Monday, October 4, 2010

Local adaption of a national program; sustenance farmers adding animals to their production

Bukomero Village members came together for a third time last Saturday to discuss their desire to start animal projects. This is the same village where the traditional dancers are from. The rainy season is coming soon and people are planting their next harvest. Families are largely reliant on growing their own food and agriculture sales, yet this is not enough to sustain a family. Water from a pipe is 10 Rwandan Francs per jerry can (about 20 liters), a family typically uses 3-4 jerry cans of water a day, heath care is 1000Rwf a year per person and although primary education is supposed to be free, uniforms, materials and school food add up. Growing and selling crops is not very profitable although it makes sense for local sustainability, the ecosystem and the environment. A pineapple can be sold for 120Rwf, a fruit that bears once a year; a kilo of green bananas is sold for less than 100Rwf. While each person may grow a bit of produce to sell, they also need to grow enough to feed a family every day.
The national government of Rwanda in partnership with Heifer International has a cow project, where they give a cow to the poorest person in a village and the first calf that is birthed is given to the next poorest person. The project has seen benefits. Cows are highly respected and desired here as in most of East Africa. They can be sold for 700+ US dollars and used for food. A problem that faces people raising cattle is the cost of feed and a problem that faces the community is that cattle are not birthed quickly. It will take a long time for one cattle to give enough offspring to provide benefits for the whole community.
The members of Bukomero Village know of the benefits of having animals. It provides a means of nutrition, money and economic growth for a family. A pig can give birth to 10 piglets at once, chickens can lay eggs and breed and goats can reproduce as well. The profitability of animals and their production will help lift the burden of every day expenses for the people of Bukomero Village, while keeping their lifestyle locally sustainable. They will still grow their own food crops through land cultivation, but have animals roaming their grounds as well. While many projects seek to profit from capital in cities or external regions, this project will let the people of Bukomero gain greater food security and income on their own land. 
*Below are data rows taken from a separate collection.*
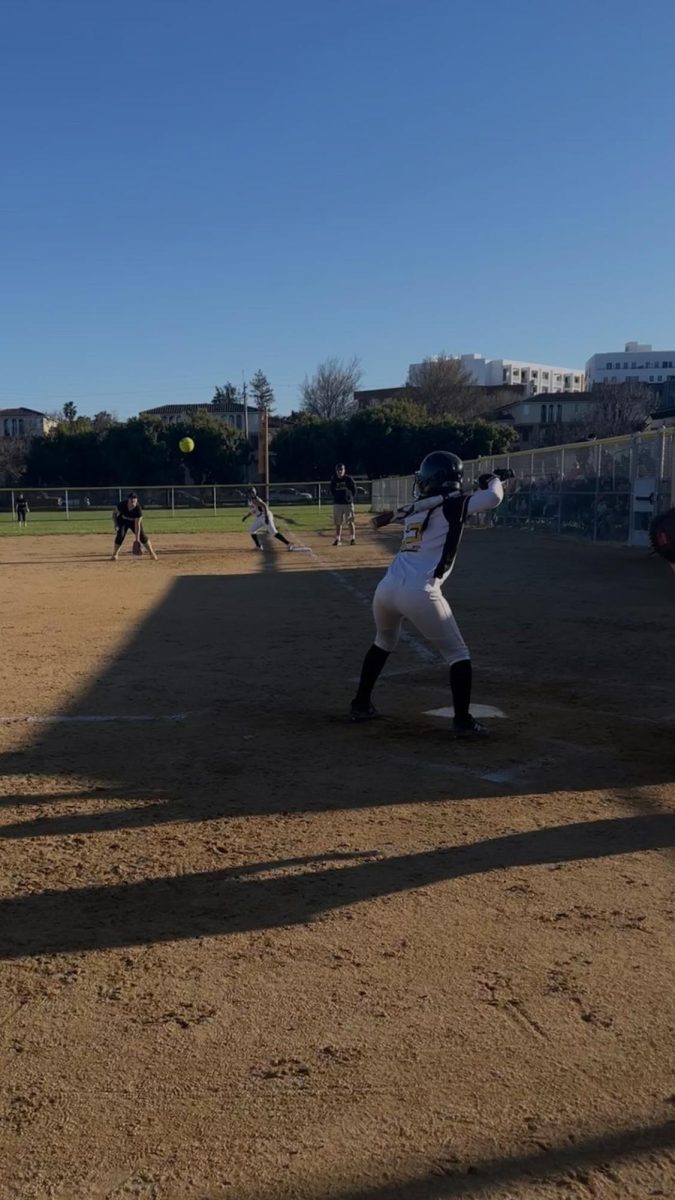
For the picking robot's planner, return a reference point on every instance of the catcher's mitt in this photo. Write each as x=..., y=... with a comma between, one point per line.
x=381, y=520
x=662, y=535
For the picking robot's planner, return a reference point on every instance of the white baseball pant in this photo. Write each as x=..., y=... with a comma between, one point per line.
x=426, y=609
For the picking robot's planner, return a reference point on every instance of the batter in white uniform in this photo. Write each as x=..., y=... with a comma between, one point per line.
x=432, y=527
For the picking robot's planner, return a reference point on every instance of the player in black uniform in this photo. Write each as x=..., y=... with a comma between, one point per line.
x=129, y=516
x=22, y=510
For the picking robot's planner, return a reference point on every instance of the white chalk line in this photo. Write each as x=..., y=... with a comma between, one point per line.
x=85, y=719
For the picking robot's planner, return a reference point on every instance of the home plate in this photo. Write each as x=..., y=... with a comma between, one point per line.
x=484, y=711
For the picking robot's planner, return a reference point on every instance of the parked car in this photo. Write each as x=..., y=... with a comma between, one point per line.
x=290, y=496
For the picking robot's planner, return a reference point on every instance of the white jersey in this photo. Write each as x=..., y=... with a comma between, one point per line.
x=432, y=528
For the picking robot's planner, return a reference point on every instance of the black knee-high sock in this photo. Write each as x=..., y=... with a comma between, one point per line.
x=371, y=667
x=460, y=684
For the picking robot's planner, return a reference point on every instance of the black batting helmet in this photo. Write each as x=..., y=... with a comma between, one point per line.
x=438, y=473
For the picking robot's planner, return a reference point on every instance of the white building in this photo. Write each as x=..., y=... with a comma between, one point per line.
x=634, y=364
x=533, y=377
x=24, y=423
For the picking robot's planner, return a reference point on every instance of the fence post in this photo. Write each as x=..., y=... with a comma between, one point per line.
x=661, y=480
x=596, y=501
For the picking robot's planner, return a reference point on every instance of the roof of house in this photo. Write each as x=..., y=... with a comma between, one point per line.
x=543, y=397
x=22, y=412
x=177, y=409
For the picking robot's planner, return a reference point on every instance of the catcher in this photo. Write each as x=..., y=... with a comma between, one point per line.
x=662, y=537
x=129, y=516
x=263, y=521
x=432, y=528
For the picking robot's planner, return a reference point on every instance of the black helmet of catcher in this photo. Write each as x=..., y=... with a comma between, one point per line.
x=441, y=472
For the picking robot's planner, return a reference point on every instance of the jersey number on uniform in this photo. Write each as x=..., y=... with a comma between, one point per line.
x=412, y=535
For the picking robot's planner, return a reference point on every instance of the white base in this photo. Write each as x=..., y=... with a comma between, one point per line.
x=478, y=711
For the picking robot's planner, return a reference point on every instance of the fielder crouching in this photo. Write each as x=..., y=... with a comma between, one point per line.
x=432, y=527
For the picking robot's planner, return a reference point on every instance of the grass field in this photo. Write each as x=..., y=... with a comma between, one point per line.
x=252, y=952
x=159, y=521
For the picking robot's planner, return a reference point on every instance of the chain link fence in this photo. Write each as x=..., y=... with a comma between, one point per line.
x=605, y=490
x=73, y=503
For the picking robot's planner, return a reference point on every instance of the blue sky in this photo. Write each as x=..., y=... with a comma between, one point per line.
x=195, y=189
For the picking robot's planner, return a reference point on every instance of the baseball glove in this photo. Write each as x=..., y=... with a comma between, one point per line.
x=381, y=520
x=662, y=535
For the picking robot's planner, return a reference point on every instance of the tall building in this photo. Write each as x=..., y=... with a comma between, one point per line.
x=635, y=364
x=232, y=414
x=533, y=377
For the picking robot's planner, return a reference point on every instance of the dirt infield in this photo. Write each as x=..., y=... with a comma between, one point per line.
x=251, y=952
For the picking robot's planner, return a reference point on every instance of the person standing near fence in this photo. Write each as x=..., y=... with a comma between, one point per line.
x=127, y=516
x=344, y=491
x=22, y=510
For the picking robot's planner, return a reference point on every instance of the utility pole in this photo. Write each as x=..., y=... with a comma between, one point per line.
x=263, y=449
x=245, y=402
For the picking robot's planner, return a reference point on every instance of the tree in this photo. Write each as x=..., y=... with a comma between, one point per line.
x=390, y=439
x=262, y=391
x=12, y=461
x=330, y=391
x=621, y=408
x=226, y=395
x=443, y=387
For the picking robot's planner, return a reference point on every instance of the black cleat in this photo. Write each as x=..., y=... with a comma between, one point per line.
x=357, y=713
x=470, y=727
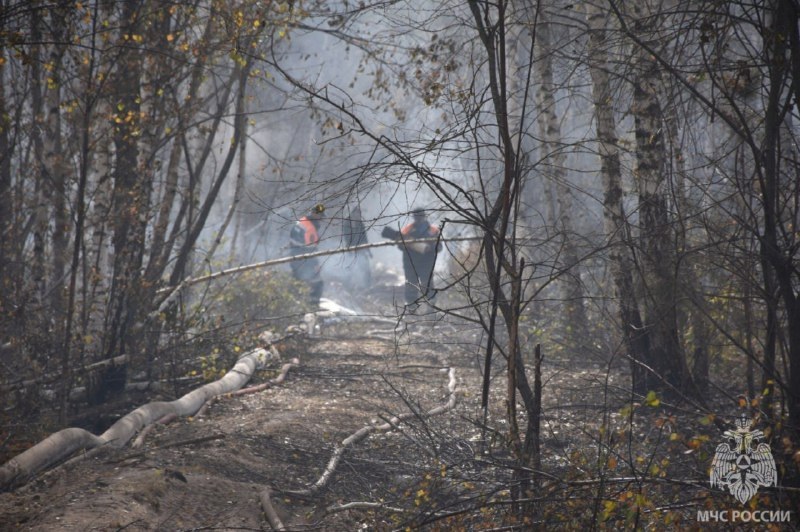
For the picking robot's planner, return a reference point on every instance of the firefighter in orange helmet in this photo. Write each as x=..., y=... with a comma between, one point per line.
x=304, y=238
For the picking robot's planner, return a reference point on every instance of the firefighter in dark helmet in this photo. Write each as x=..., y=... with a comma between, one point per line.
x=304, y=238
x=419, y=258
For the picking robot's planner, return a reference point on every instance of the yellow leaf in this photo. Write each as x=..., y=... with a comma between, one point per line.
x=652, y=399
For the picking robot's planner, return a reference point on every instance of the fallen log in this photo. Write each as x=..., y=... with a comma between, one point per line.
x=64, y=443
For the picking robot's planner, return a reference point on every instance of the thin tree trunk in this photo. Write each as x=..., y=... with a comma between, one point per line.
x=659, y=272
x=617, y=230
x=550, y=131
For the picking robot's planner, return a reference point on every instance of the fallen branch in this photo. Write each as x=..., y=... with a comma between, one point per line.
x=272, y=382
x=173, y=290
x=363, y=432
x=180, y=443
x=62, y=444
x=139, y=441
x=362, y=505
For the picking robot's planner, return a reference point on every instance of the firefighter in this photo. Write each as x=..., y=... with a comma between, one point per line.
x=419, y=258
x=304, y=238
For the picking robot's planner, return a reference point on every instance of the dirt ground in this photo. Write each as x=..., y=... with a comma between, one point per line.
x=208, y=472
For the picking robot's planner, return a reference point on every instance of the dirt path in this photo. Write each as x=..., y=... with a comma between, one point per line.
x=354, y=374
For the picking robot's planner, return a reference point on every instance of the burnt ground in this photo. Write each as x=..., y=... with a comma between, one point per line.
x=206, y=473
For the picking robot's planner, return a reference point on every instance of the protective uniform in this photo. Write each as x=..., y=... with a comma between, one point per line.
x=304, y=238
x=419, y=258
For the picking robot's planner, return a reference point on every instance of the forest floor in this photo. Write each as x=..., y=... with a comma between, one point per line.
x=208, y=472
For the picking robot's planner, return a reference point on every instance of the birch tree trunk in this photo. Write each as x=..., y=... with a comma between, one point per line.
x=615, y=222
x=553, y=149
x=666, y=360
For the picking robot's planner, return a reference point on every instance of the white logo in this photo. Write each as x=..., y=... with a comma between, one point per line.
x=741, y=466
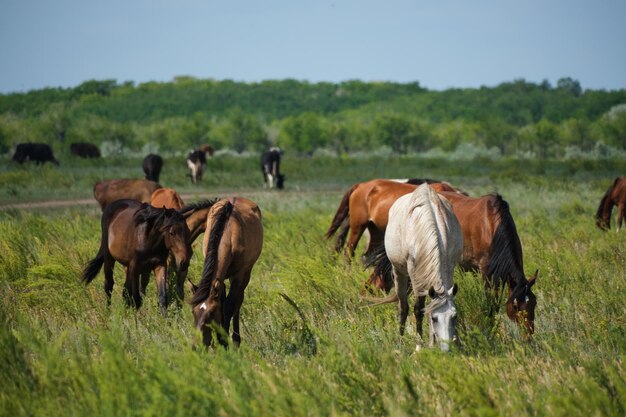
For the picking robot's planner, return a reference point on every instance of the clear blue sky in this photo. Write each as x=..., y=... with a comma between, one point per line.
x=439, y=43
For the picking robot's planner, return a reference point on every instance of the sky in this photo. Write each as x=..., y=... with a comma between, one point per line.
x=438, y=43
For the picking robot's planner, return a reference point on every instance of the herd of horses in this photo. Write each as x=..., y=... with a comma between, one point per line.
x=419, y=230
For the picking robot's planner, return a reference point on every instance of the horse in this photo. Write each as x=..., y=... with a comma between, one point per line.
x=140, y=237
x=270, y=167
x=231, y=246
x=196, y=162
x=166, y=198
x=152, y=165
x=106, y=192
x=423, y=242
x=366, y=206
x=614, y=196
x=492, y=246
In the above picture you can see members voting on the project and in the very top pictures, they are writing their grant proposals. They worked for over two hours developing their ideas and writing their proposals. Each group voted on a president and vice president who will be responsible for tracking project success and reporting back to the MicroGrant facilitator and Spark MicroGrants. More internal logistics are being worked out. For more information and to participate in the conversation around this project, visit our google group:
The group thanks Spark and everyone who is contributing to the project for choosing to help them. They are incredibly grateful for the opportunity.